TABLE I: Design recommendations for a MATE system, as introduced in [1]: technical, ELSI, and roboethics requirements.

A general methodology for the design of MATE systems has been proposed in [1]. Therein, the general requirements that need to be fulfilled by a MATE system have been discussed, and they are summarized in Table I. While system specifications depend on the specific application under consideration, the requirements can be defined from a universal point of view, for MATE systems in general. Such requirements are derived based on an anthropocentric approach, focusing on the users’ needs. They represent application independent design recommendations that, on the one side, define what should be done from a technical point of view to ensure proper adaptation to the user and, on the other side, highlight how this should be done in a manner that preserves the user her/himself.

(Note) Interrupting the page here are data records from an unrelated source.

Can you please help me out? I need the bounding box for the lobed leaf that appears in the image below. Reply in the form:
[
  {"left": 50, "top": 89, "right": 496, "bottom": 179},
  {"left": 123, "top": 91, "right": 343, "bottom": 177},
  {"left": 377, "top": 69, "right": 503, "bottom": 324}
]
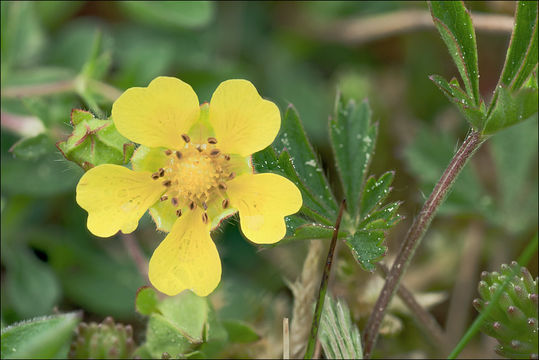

More specifically, technical requirements were first considered, and were subsequently complemented by additional requirements, as well necessary, regarding Ethical, Social and Legal Implications (ELSI) of the system. Finally, roboethics requirements [19] were considered. These were introduced in the literature to address the ethical issues related to the use of robots. However, they apply also to the case of production machinery.

Iii Evaluation procedure at component level

As discussed in Section II, a MATE system is composed of three main modules, namely Measure, Adapt and Teach. While the effectiveness of each module in satisfying the requirements needs to be evaluated considering the system as a whole, the functionality of each module needs to be verified by means of appropriate evaluation procedures.

In the following, we detail the evaluation procedures for the three components of a MATE system. For each module, the number and the characteristics of the test subjects need to be selected, based on the specific target application, in order to guarantee statistical significance of the results.

Iii-a Measure

The main functionality that the Measure module needs to provide is the ability to acquire and elaborate measurements of human capabilities, detecting the correct user profile. More specifically, the set of user profiles of interest depends on the specific application: in general, profiles are defined in terms of working experience, demographic data, and strain level.

Measurements can be grouped in three main classes:

  1. A priori measurements are performed offline, and consist of questionnaires regarding demographic, cultural and ethnographic information, tests for perceptive, cognitive and physical disabilities, and questionnaires regarding skills and working experience.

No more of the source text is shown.